Celery options to improve stability #1055

mihow · 2025-11-16T05:53:06Z

Summary

Update several default configurations for Celery in the Django settings, in coordination with several server settings made directly to the Redis & RabbitMQ instances.

List of Changes

Primary change we are testing is to enable worker_cancel_long_running_tasks_on_connection_loss for Celery, which apparently should automatically cancel & requeue tasks when the worker looses connection. This is exactly what is happening to use now, Antenna/celery seems to loose connection to the worker and then the tasks are NOT canceled but rather stay in a running state and get no further updates (no new captures are processed). Celery will enable this by default in the next major version change.
Settings to try to reduce worker disconnections
Increase memory on shared Redis & RabbitMQ server from 16 to 45GB
Stop Redis from persisting data to disk (was always running and running with 100% CPU) now that we are only using Redis for cache.
Decrease very long timeouts on Redis & RabbitMQ. I believe these were set thinking they accommodated our long-running tasks. But I believe that was mistaken and the timeouts are about communication timeouts.
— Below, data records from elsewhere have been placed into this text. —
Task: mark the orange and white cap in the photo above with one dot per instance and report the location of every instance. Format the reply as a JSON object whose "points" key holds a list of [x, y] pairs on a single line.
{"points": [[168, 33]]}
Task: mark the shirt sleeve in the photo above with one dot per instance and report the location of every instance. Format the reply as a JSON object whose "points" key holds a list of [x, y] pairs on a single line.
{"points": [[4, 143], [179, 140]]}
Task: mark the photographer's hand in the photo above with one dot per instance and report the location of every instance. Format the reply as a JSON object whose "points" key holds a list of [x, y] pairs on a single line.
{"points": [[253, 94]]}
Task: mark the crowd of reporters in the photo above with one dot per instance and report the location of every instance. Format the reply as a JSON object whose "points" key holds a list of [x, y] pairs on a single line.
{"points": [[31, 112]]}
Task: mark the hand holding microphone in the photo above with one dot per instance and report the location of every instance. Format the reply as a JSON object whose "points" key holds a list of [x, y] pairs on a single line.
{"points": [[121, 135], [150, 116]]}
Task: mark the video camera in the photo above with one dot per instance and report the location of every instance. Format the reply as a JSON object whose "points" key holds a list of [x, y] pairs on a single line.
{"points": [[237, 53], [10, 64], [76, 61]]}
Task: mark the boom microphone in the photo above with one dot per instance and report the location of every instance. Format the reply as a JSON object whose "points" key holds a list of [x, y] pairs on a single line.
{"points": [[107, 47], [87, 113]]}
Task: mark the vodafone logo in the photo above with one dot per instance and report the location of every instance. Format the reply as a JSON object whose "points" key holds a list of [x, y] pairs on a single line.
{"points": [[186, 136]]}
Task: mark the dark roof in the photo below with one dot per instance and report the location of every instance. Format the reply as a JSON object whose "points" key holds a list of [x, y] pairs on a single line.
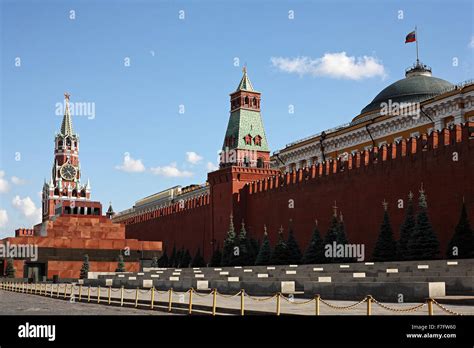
{"points": [[410, 89]]}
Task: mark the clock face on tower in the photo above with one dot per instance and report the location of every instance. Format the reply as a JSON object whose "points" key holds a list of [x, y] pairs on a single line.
{"points": [[68, 172]]}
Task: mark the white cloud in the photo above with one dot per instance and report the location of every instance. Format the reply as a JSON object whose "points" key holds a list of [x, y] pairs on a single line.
{"points": [[4, 186], [171, 171], [193, 157], [17, 181], [131, 165], [211, 167], [3, 218], [335, 65], [28, 208]]}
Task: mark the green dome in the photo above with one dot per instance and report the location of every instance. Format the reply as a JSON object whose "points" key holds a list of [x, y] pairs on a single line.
{"points": [[418, 85]]}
See these config files which are not tracked in the main Antenna app repo:
/etc/redis/redis.conf
/etc/rabbitmq/rabbitmq.conf

Related Issues

#1025
#721 (this PR is part of the many fixes for this one)
#1041
#1051

How to Test the Changes

Run several small, medium & large jobs in production

Screenshots

If applicable, add screenshots to help explain this PR (ex. Before and after for UI changes).
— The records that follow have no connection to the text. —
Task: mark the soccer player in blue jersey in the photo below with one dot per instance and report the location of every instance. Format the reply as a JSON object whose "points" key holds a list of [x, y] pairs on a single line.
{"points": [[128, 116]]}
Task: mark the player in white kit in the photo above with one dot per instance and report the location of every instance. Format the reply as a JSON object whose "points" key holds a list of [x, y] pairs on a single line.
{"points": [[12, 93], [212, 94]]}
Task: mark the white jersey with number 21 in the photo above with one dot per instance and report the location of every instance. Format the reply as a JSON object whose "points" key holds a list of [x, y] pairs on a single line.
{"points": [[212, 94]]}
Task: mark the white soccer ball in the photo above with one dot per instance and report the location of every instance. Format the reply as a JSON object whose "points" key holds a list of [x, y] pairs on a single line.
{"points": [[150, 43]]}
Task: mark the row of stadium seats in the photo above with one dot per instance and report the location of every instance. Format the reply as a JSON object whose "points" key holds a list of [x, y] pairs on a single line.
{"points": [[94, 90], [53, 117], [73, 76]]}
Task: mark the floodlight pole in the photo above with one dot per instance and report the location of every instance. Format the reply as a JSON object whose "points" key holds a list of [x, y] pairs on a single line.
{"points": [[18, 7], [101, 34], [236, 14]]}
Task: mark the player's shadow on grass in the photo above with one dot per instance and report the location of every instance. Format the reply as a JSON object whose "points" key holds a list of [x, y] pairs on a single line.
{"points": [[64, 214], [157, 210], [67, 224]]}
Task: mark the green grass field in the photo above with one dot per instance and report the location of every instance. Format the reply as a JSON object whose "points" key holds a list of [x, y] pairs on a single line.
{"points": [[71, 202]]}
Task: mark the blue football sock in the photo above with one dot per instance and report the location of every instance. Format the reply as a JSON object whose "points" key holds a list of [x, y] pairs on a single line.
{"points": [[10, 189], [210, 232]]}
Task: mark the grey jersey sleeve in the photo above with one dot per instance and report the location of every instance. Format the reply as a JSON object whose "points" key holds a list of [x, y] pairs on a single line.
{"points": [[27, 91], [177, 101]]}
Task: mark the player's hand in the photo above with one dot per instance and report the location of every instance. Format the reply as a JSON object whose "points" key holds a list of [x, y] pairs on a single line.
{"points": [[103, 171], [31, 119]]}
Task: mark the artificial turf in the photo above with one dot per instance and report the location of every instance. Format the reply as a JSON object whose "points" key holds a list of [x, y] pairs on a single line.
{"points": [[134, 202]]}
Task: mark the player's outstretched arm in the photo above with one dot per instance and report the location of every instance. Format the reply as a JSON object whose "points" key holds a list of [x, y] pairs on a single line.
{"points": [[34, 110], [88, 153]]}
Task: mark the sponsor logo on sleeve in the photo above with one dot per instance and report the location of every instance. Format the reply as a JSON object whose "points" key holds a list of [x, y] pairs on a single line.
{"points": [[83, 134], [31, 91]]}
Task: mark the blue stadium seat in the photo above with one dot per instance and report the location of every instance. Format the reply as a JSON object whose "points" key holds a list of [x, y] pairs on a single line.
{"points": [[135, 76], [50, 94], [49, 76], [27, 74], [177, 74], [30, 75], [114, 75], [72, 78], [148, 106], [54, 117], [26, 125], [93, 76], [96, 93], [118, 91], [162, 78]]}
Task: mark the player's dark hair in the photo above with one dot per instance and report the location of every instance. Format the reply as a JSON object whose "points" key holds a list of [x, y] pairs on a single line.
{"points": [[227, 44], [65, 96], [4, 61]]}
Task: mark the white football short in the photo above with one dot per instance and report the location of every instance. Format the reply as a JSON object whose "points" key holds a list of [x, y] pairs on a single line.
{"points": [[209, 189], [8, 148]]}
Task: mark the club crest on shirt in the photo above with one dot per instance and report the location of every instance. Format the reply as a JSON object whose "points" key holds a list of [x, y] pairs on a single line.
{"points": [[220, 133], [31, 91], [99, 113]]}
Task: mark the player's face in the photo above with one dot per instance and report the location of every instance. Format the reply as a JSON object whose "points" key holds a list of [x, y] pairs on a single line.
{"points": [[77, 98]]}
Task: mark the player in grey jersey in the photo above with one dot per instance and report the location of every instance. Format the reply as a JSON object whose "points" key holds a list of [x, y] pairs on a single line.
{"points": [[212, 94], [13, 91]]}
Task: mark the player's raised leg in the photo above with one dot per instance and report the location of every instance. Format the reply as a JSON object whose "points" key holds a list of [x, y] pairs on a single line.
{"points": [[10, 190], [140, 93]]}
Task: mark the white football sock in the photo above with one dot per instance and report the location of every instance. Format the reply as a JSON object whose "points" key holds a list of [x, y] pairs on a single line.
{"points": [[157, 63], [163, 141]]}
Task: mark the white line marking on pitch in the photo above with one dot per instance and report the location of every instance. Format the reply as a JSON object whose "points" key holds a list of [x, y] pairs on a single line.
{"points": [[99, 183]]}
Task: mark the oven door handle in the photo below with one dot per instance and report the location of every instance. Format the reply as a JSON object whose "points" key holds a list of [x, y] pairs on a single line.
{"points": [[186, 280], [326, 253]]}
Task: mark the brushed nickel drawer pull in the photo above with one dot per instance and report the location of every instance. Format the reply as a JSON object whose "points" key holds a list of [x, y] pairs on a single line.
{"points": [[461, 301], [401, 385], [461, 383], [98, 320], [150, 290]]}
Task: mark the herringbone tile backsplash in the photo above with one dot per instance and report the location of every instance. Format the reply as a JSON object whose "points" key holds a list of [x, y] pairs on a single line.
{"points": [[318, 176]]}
worker_cancel_long_running_tasks_on_connection_loss

Redis with snapshot saving on, and original 16GB server

With snapshot saving disabled and on new 45GB instance.
We are just using Redis for cache and a few simple locks now. Saving snapshots was using 100% CPU and almost always running.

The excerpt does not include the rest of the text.